Back when he first began writing, he crafted a short story set in a hospital. It was continually rejected, to his dismay, but it wasn’t until he found himself staying in a medical facility for an extended period of time that he finally understood why—it wasn’t realistic.

He argued his best writing advice is to go to the location you are writing about. Physically being somewhere is so much different than imagining it.

Of course, easier said than done.

Reality for me has always been a bit of a drag. I live my life fast and furious: at home with the curtains shut, trying to explain to people that I don’t hate them, but I’m certainly not going to go out and do anything. I always knew that attitude is problematic in more ways than one. Writing about life, even when you are dealing with speculative fiction, should at some point actually involve living life.

As a fantasy and science-fiction writer, especially of worlds that are not necessarily based on Earth at all, it was hard to figure out exactly where my locations were for me to go to. And when I did have an idea, it was difficult to organize a trip. Can you go to a N.A.S.A. station? Is there anything in there that is worth seeing? Especially to the public? Are they even called stations?

Castles, of course, could be a good start, yet living in middle America, there wasn’t many of them to be found. I could go off into the desert or take a trip to a terrarium, but that would take several days and a chunk of money, even if I did it cheaply.

So, it always got the back seat.

When I begged myself the question of what real-world experiences I could apply to my writing, they all seemed so far away. England, the middle east, Asia. The rainforest. The ocean depths. When thinking of what location seemed most like the setting of my dystopian inspired planet, Mad Max was the first that came to mind. But when would I get the chance to go to Australia? I more or less gave up.

 It wasn’t until my Australian boyfriend and I decided to return to his home country that I remembered my plan on how to enhance my settings. It took five months before I even truly made any attempt to actually follow through.

This last week I’ve been traveling all across the country.
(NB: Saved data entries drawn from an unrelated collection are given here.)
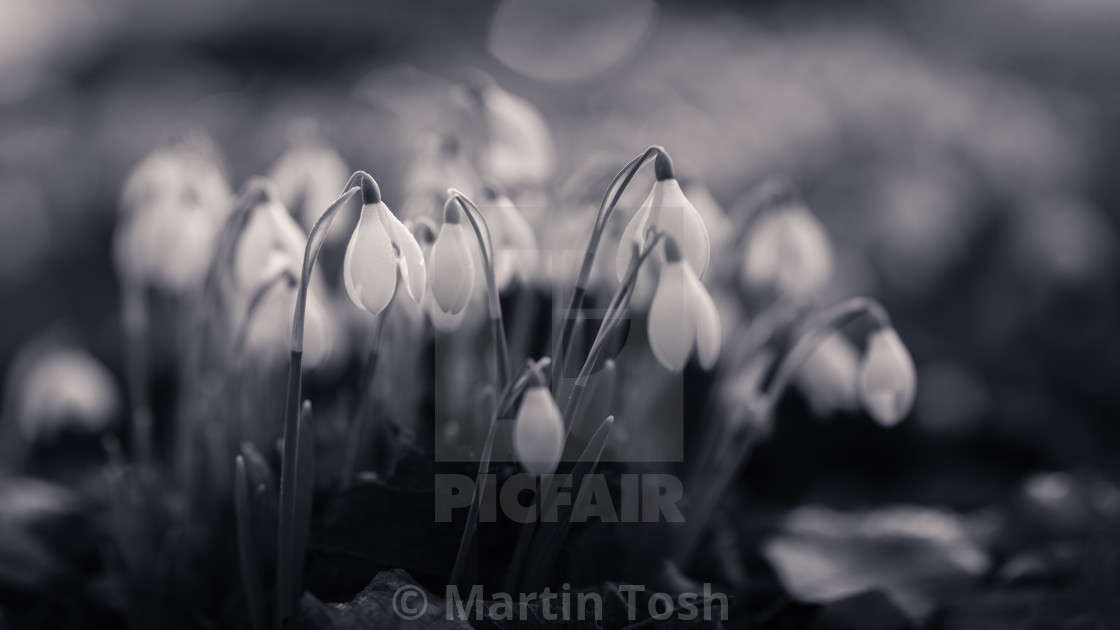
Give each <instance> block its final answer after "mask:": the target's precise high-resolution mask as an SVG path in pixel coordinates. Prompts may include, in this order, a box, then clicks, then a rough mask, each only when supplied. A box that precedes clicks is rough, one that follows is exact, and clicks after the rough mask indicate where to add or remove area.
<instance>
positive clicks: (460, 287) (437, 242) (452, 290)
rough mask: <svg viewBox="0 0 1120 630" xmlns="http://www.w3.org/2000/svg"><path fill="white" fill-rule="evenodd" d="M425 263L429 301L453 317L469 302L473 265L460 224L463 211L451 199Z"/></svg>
mask: <svg viewBox="0 0 1120 630" xmlns="http://www.w3.org/2000/svg"><path fill="white" fill-rule="evenodd" d="M429 261H430V265H429V268H430V278H431V296H432V299H433V300H435V303H436V305H437V306H438V307H439V309H440V311H441V312H444V313H447V314H448V315H457V314H458V313H459V312H461V311H463V309H464V308H465V307H466V306H467V303H469V302H470V296H472V293H473V291H474V281H475V262H474V256H473V254H472V251H470V241H469V240H468V238H467V231H466V228H465V226H464V225H463V210H461V209H460V207H459V203H458V200H456V198H455V197H450V198H448V200H447V203H446V204H445V205H444V224H442V225H441V226H440V229H439V235H438V237H437V238H436V242H435V244H432V247H431V257H430V258H429Z"/></svg>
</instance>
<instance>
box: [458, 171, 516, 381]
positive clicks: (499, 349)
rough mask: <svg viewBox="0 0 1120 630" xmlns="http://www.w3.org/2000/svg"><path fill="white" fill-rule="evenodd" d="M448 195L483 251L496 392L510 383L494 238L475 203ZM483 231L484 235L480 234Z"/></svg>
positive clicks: (506, 343)
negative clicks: (458, 206)
mask: <svg viewBox="0 0 1120 630" xmlns="http://www.w3.org/2000/svg"><path fill="white" fill-rule="evenodd" d="M448 194H450V195H451V196H454V197H455V200H456V201H457V202H459V206H460V207H461V209H463V214H465V215H466V216H467V220H468V221H470V226H472V228H474V231H475V238H476V239H478V249H479V250H482V252H483V267H484V268H485V271H486V288H487V293H488V294H489V295H488V298H489V300H488V304H489V315H491V330H492V331H493V334H494V360H495V363H496V365H497V383H496V387H495V388H494V389H495V390H496V391H502V389H503V388H505V383H507V382H510V342H508V340H506V336H505V322H504V321H503V318H502V302H501V299H500V298H498V293H497V282H496V281H495V280H494V241H493V240H492V239H491V233H489V226H488V225H487V224H486V219H484V217H483V215H482V212H480V211H479V210H478V206H477V205H475V202H473V201H470V200H469V198H468V197H467V196H466V195H464V194H463V193H460V192H458V191H456V189H455V188H451V189H449V191H448ZM484 232H485V235H484Z"/></svg>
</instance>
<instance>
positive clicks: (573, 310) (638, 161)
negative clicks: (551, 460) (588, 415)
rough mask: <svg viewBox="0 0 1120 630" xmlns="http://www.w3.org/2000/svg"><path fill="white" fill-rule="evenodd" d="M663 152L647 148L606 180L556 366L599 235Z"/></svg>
mask: <svg viewBox="0 0 1120 630" xmlns="http://www.w3.org/2000/svg"><path fill="white" fill-rule="evenodd" d="M664 152H665V150H664V149H663V148H661V147H650V148H648V149H646V150H645V151H644V152H643V154H642V155H640V156H637V157H636V158H634V159H632V160H629V163H627V164H626V166H624V167H623V169H622V170H619V172H618V174H617V175H615V178H614V179H612V180H610V185H609V186H607V192H606V193H604V195H603V201H601V202H600V203H599V211H598V213H597V214H596V216H595V225H594V226H592V228H591V238H590V240H589V241H588V243H587V250H586V251H585V252H584V262H582V265H581V266H580V268H579V276H578V277H577V278H576V288H575V289H573V290H572V294H571V299H570V300H569V302H568V308H567V309H566V312H564V316H563V319H562V322H563V324H562V327H561V330H560V337H559V339H558V341H557V346H556V351H554V352H553V355H554V356H557V358H558V360H559V363H558V364H560V363H562V362H563V360H566V359H567V349H568V346H569V344H570V343H571V335H572V331H573V330H575V326H576V313H577V312H578V311H579V308H580V307H581V306H582V305H584V296H585V295H586V293H587V282H588V280H589V279H590V277H591V267H592V266H594V265H595V257H596V256H597V253H598V251H599V241H600V240H603V232H604V231H605V230H606V228H607V221H609V220H610V214H612V213H614V211H615V207H616V206H617V205H618V200H619V198H622V195H623V193H624V192H625V191H626V187H627V186H629V183H631V180H632V179H633V178H634V176H635V175H637V172H638V169H640V168H642V165H644V164H645V163H646V161H648V160H650V159H652V158H653V157H655V156H656V155H657V154H664Z"/></svg>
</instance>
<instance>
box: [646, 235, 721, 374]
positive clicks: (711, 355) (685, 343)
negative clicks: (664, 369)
mask: <svg viewBox="0 0 1120 630" xmlns="http://www.w3.org/2000/svg"><path fill="white" fill-rule="evenodd" d="M664 248H665V250H664V254H665V263H664V265H663V266H662V268H661V278H660V279H659V281H657V289H656V293H655V294H654V296H653V303H652V304H651V305H650V348H651V349H652V350H653V355H654V356H656V359H657V362H660V363H661V364H662V365H663V367H664V368H665V369H666V370H669V371H671V372H680V371H681V370H683V369H684V365H685V364H687V363H688V361H689V356H691V355H692V352H693V350H696V354H697V359H698V360H699V362H700V367H701V368H703V369H704V370H708V369H710V368H711V367H712V365H715V364H716V360H717V359H718V358H719V345H720V339H721V337H720V325H719V312H718V311H716V303H715V302H713V300H712V299H711V296H710V295H708V290H707V289H706V288H704V287H703V284H701V282H700V278H699V277H697V275H696V272H694V271H693V270H692V266H691V265H690V263H689V261H688V260H685V259H684V258H683V256H682V252H681V250H680V247H679V245H678V244H676V241H675V240H674V239H673V238H672V237H666V238H665V243H664Z"/></svg>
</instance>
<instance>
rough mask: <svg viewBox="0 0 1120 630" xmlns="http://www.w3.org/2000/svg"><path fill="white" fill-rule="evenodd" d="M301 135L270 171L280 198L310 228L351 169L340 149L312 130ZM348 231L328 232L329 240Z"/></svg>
mask: <svg viewBox="0 0 1120 630" xmlns="http://www.w3.org/2000/svg"><path fill="white" fill-rule="evenodd" d="M300 136H301V138H299V139H297V141H296V142H295V143H293V145H292V146H291V148H289V149H288V150H287V151H284V154H283V155H282V156H280V159H278V160H277V163H276V164H274V165H272V169H271V170H270V173H269V175H270V178H271V179H272V180H273V182H274V183H276V187H277V198H278V200H279V201H280V203H281V204H283V205H284V207H287V209H288V210H289V211H291V212H292V213H295V214H296V215H297V216H298V217H299V223H300V225H302V226H304V229H305V230H310V229H311V225H314V224H315V220H316V219H318V217H319V214H321V213H323V211H324V210H325V209H326V207H327V206H328V205H330V203H332V202H333V201H335V197H337V196H338V189H339V188H342V186H343V184H345V183H346V178H347V177H349V174H351V170H349V168H348V167H347V166H346V160H344V159H343V157H342V156H340V155H338V151H336V150H335V149H334V148H333V147H330V146H328V145H326V143H325V142H324V141H323V140H320V139H319V138H318V137H316V136H314V135H311V133H310V132H302V133H300ZM344 233H345V232H343V231H340V230H335V231H330V232H328V233H327V241H328V242H337V241H338V240H340V238H342V235H343V234H344Z"/></svg>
I’ve seen the depths of caves, oceans, deserts, hiked cliff sides, and risked being peed on by a chlamydia-infused koala.

The experiences have not been grossly eye opening (gross in the way you’re thinking and in magnitude) or huge inspirations, but it’s never really about the big picture. Any sort of research will tell you the important things. It’s the nuance. It’s the little additions you don’t consider. It’s the details that become relevant only when you try to do something yourself.
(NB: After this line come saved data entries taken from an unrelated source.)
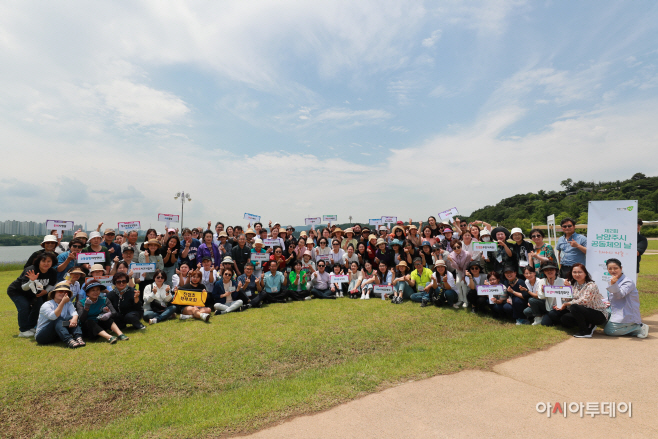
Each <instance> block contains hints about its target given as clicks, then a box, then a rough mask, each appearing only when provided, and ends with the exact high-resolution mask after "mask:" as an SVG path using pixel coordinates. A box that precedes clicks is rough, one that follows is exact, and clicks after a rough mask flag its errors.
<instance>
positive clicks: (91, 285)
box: [85, 281, 107, 291]
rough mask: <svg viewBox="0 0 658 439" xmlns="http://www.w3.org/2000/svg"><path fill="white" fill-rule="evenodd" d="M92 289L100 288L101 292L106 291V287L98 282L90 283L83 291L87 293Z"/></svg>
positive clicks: (100, 283)
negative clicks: (95, 287)
mask: <svg viewBox="0 0 658 439" xmlns="http://www.w3.org/2000/svg"><path fill="white" fill-rule="evenodd" d="M94 287H100V289H101V291H103V290H107V287H106V286H105V285H103V284H102V283H100V282H98V281H92V282H91V283H90V284H89V285H87V286H86V287H85V291H89V290H91V289H92V288H94Z"/></svg>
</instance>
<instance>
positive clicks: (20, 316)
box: [7, 252, 57, 338]
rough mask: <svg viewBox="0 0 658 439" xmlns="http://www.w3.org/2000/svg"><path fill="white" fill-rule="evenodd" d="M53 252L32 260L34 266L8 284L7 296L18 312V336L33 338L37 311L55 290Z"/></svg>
mask: <svg viewBox="0 0 658 439" xmlns="http://www.w3.org/2000/svg"><path fill="white" fill-rule="evenodd" d="M53 258H55V259H57V256H56V255H55V253H53V252H44V253H41V254H39V255H38V256H37V257H36V258H35V259H34V265H29V266H27V267H26V268H25V270H23V273H21V275H20V276H19V277H18V279H16V280H15V281H13V282H12V283H11V284H9V287H8V288H7V295H8V296H9V298H10V299H11V300H12V301H13V302H14V305H15V306H16V311H18V330H19V333H18V336H19V337H24V338H28V337H34V334H35V333H36V326H37V321H38V320H39V309H40V308H41V305H42V304H43V303H44V302H45V296H46V294H48V292H49V291H51V290H52V289H53V288H55V284H56V283H57V271H56V270H55V269H54V268H53Z"/></svg>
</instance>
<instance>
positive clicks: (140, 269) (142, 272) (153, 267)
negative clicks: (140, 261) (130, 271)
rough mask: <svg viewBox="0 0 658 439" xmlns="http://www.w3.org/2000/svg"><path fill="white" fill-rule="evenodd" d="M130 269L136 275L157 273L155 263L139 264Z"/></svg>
mask: <svg viewBox="0 0 658 439" xmlns="http://www.w3.org/2000/svg"><path fill="white" fill-rule="evenodd" d="M130 269H131V270H132V272H133V273H134V274H143V273H153V272H154V271H155V262H148V263H145V262H142V263H139V264H136V263H134V262H133V263H132V264H130Z"/></svg>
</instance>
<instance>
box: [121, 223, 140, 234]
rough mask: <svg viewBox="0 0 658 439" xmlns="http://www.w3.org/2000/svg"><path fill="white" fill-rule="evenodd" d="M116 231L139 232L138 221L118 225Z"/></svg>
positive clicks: (124, 231) (126, 231) (122, 231)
It’s how fast exhaustion from waking early and staying up late can disappear when marching up the 500 natural steps of a canyon ridge. It’s how the bush and rock spiral around a long drop. It’s the little crowded tadpoles sitting in a singular puddle in the middle of the desert, hoping to sprout legs before it’s too late. It’s the immaculate silence a deep cave has, how heavy carbon dioxide can make someone feel out of breath when walking through the interior of the Earth. It’s when a stranger walks up to you calling out your name when you find out he’s talking to the bird you’re petting.

Charley, meet Charlie.

Living life is the unfortunate requirement of creation. Luckily, creation makes living life easier.

Here’s a sketch of how I turn reality into fiction:





An “accidental” novel I’ve been working on, I temporarily am referring to as Star Dragons, starts in a city on top a high mountain, the cliff sides stretching for several elevations.

Though Australia is not the place you’d want to go to find great heights, this side of the canyon looked exactly like the shape I imagined the cliffs in the book. Coming across this sight reinspired me, making me remember the vision I first had when seeing the city before me.